Elena Conti analysiert den Vermittler des genetischen Codes
Elena Conti, Leiterin der Abteilung „Zelluläre Strukturbiologie“ hat grundlegend neue Erkenntnisse zum RNA-Transport innerhalb der Zelle und zum RNA-Stoffwechsel gewonnen. Die RNA, die sogenannte Ribonukleinsäure sorgt in der Zelle unter anderem dafür, die genetischen Informationen der DNA in Proteine zu übersetzen. Conti erforscht mit ihrer Abteilung insbesondere den Abbau von RNA durch Proteinstrukturen, der in der Zelle etwa dann stattfindet, wenn RNA-Moleküle nicht mehr benötigt werden oder defekt sind. Conti ist es in diesem Zuge gelungen, eine der größten RNA-Abbau-Maschinerien, das RNA-Exosom, in seiner atomaren Struktur zu entschlüsseln. Darüber hinaus interessiert sich die Wissenschaftlerin für die Frage, wie der Informationsaustausch in diesem Bereich innerhalb der Zelle funktioniert. Sie hat etwa die Funktion des dafür relevanten Proteinkomplexes (Exon‐Junction‐Komplex) beim Aufspüren und dem Abbau fehlerhafter Boten‐RNA analysiert. Außerdem gelang es Conti und ihrem Team, den sogenannten Ski-Komplex zu entschlüsseln, der den RNA-Abbaukomplex (das Exosom) mit RNA-Molekülen versorgt und somit aktiviert.
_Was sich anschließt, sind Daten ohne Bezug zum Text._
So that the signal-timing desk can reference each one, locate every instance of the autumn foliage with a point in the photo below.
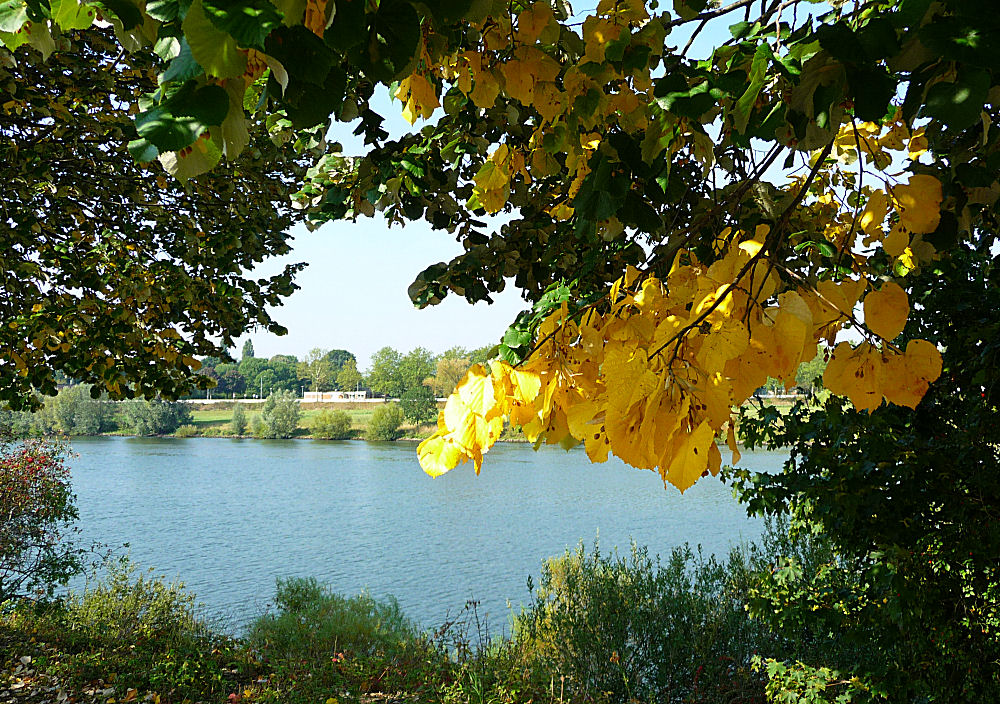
(37, 512)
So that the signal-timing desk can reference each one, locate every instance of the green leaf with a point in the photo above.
(839, 39)
(962, 40)
(872, 88)
(350, 25)
(127, 13)
(71, 14)
(247, 21)
(755, 78)
(183, 68)
(823, 247)
(392, 42)
(182, 118)
(164, 10)
(304, 55)
(13, 15)
(960, 103)
(214, 49)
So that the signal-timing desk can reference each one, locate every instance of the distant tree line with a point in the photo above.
(392, 373)
(73, 411)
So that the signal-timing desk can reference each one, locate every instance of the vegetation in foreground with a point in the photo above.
(599, 628)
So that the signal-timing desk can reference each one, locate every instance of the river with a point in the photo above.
(229, 516)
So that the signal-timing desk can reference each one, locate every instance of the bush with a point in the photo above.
(130, 629)
(418, 405)
(331, 425)
(74, 412)
(626, 629)
(128, 605)
(37, 510)
(318, 642)
(280, 414)
(156, 417)
(238, 423)
(385, 422)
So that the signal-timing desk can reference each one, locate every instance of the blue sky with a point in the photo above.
(353, 293)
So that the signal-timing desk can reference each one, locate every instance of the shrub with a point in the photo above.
(37, 510)
(74, 412)
(317, 641)
(258, 428)
(127, 605)
(310, 621)
(331, 425)
(385, 422)
(637, 629)
(238, 423)
(418, 405)
(280, 414)
(156, 417)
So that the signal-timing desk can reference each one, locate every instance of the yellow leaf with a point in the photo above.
(856, 374)
(733, 445)
(476, 392)
(533, 21)
(919, 203)
(923, 360)
(874, 214)
(486, 90)
(691, 458)
(438, 454)
(886, 311)
(419, 96)
(895, 244)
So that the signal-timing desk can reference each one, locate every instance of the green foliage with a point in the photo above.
(418, 405)
(127, 605)
(385, 421)
(309, 622)
(908, 499)
(37, 516)
(349, 378)
(624, 629)
(155, 417)
(73, 411)
(145, 292)
(331, 425)
(131, 630)
(383, 377)
(238, 423)
(280, 414)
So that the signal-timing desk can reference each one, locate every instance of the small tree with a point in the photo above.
(385, 422)
(331, 425)
(155, 417)
(348, 378)
(238, 423)
(37, 511)
(281, 414)
(418, 405)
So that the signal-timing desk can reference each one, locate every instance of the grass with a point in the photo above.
(600, 628)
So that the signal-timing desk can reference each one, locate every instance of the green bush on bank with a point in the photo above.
(635, 628)
(128, 631)
(385, 422)
(331, 425)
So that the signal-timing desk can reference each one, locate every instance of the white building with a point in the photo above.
(333, 396)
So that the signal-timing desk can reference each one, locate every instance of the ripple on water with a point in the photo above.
(230, 516)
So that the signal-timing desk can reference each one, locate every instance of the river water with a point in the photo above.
(229, 516)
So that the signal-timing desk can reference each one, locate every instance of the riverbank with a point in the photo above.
(133, 637)
(215, 420)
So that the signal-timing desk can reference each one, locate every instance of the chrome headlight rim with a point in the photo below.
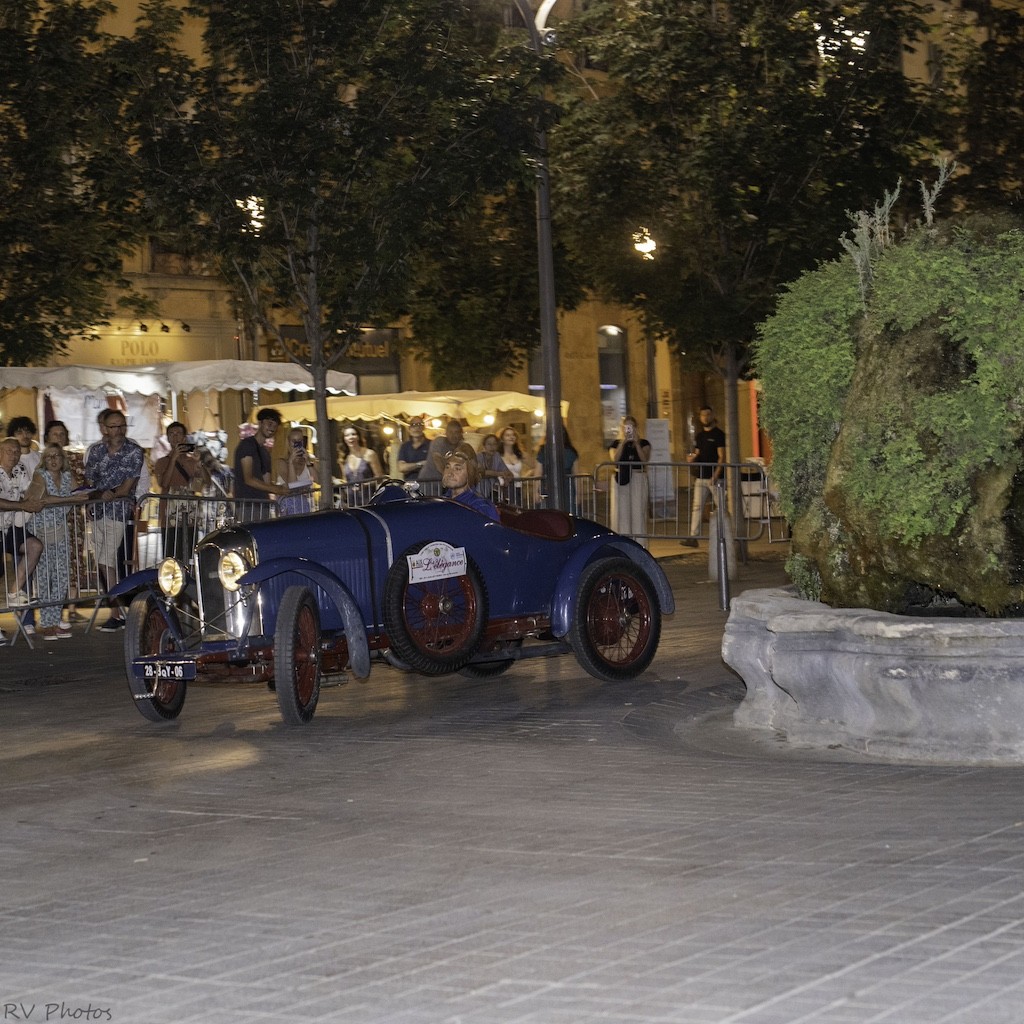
(230, 567)
(171, 577)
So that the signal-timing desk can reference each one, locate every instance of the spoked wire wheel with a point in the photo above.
(616, 621)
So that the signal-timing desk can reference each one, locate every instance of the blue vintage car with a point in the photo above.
(426, 584)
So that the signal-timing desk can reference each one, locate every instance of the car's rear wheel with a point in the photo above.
(434, 626)
(297, 671)
(616, 621)
(148, 632)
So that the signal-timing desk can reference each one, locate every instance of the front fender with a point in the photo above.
(137, 581)
(563, 599)
(355, 631)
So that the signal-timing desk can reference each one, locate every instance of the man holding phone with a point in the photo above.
(179, 472)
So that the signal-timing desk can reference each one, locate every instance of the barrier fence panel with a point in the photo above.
(71, 554)
(680, 503)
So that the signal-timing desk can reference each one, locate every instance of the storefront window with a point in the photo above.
(611, 359)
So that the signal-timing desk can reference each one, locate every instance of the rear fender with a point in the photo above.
(143, 580)
(355, 630)
(567, 587)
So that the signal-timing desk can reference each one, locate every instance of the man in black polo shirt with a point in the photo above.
(708, 461)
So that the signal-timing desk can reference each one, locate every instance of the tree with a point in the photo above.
(992, 108)
(70, 190)
(737, 134)
(474, 306)
(332, 142)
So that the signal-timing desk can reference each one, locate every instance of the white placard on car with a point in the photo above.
(437, 560)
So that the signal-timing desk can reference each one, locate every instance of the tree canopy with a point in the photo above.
(71, 196)
(738, 134)
(326, 143)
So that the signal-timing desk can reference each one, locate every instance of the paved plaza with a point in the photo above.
(538, 848)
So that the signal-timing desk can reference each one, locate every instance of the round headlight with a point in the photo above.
(229, 570)
(171, 577)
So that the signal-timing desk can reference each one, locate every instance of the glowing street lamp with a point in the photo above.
(643, 243)
(554, 455)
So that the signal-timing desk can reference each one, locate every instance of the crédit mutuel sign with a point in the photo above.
(375, 351)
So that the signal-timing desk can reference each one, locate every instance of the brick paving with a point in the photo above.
(539, 848)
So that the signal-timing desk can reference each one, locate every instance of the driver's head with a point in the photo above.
(460, 472)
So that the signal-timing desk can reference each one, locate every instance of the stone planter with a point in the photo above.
(941, 690)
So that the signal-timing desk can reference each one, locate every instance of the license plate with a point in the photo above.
(169, 670)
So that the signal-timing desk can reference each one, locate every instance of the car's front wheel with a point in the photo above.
(147, 631)
(297, 655)
(434, 626)
(616, 621)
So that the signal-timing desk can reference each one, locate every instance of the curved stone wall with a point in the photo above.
(946, 690)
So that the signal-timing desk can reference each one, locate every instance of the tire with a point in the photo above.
(147, 632)
(616, 621)
(297, 672)
(434, 627)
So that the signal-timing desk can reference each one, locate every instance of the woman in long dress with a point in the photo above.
(629, 486)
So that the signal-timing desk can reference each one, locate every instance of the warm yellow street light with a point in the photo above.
(643, 243)
(554, 455)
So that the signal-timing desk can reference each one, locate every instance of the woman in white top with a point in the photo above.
(293, 472)
(518, 464)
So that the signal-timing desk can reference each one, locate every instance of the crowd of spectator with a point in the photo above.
(50, 493)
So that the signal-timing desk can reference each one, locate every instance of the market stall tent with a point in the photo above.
(78, 392)
(470, 406)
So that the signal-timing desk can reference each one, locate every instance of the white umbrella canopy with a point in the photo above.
(204, 375)
(244, 375)
(144, 380)
(471, 406)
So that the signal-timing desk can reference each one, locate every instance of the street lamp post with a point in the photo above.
(554, 459)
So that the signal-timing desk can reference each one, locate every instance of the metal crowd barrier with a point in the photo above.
(68, 572)
(673, 492)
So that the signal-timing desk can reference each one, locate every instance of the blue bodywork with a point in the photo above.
(530, 564)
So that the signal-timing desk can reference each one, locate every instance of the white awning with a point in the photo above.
(206, 375)
(471, 406)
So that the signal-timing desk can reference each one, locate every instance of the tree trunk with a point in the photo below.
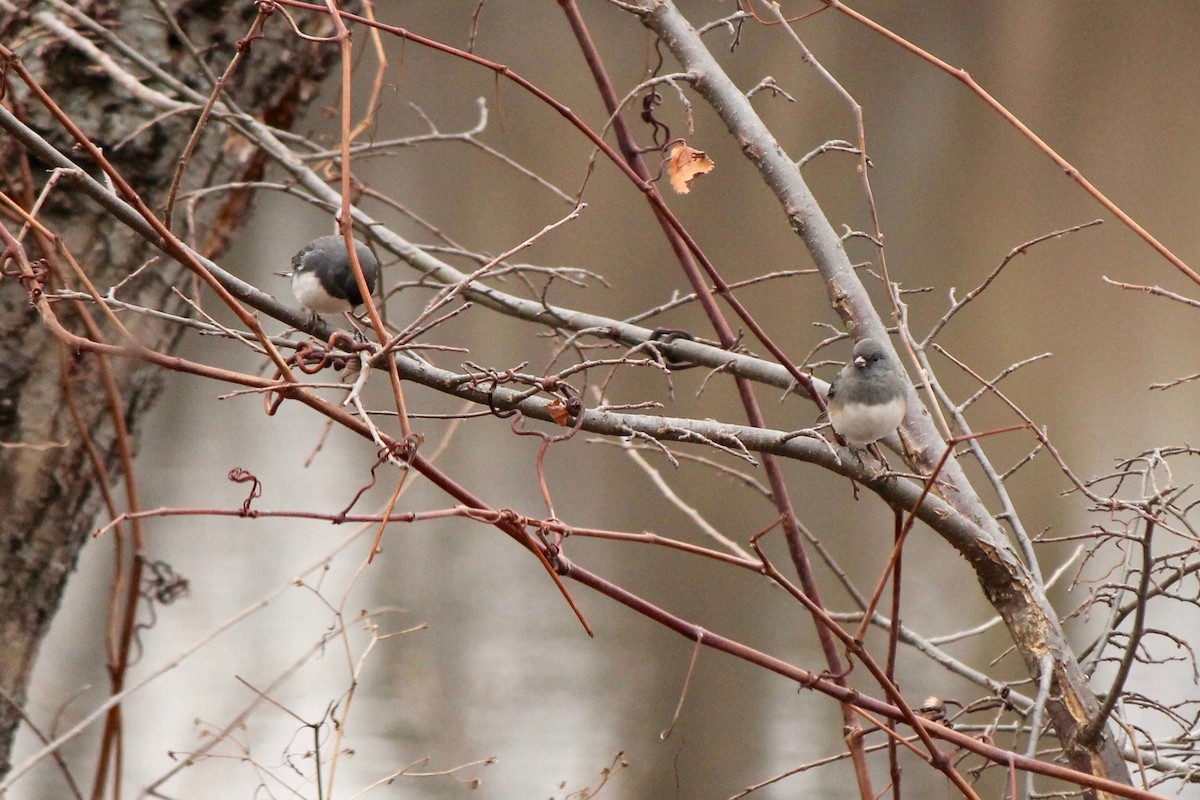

Elena Conti studierte Chemie an der Universität Padua und Biochemie am Imperial College in London, wo sie 1996 mit einer Arbeit über die Proteinkristallographie promovierte. Anschließend ging sie als Postdoc an die Rockefeller University New York, USA. 1999 übernahm sie die Leitung einer Arbeitsgruppe am European Molecular Biology Laboratory (EMBL) in Heidelberg. Seit 2006 ist sie Direktorin der Forschungsabteilung „Strukturelle Zellbiologie“ am MPIB in Martinsried, 2007 folgte der Ruf auf eine Honorarprofessur an der LMU München. Für ihre wissenschaftlichen Leistungen wurde Conti unter anderem 2008 gemeinsam mit Elisa Izaurralde der Gottfried Wilhelm Leibniz‐Preis verliehen. 2014 erhielt sie den Louis Jeantet‐Preis. Seit 2009 ist sie Mitglied der Leopoldina. 2014 wurde sie zudem in die Academia Europaea gewählt.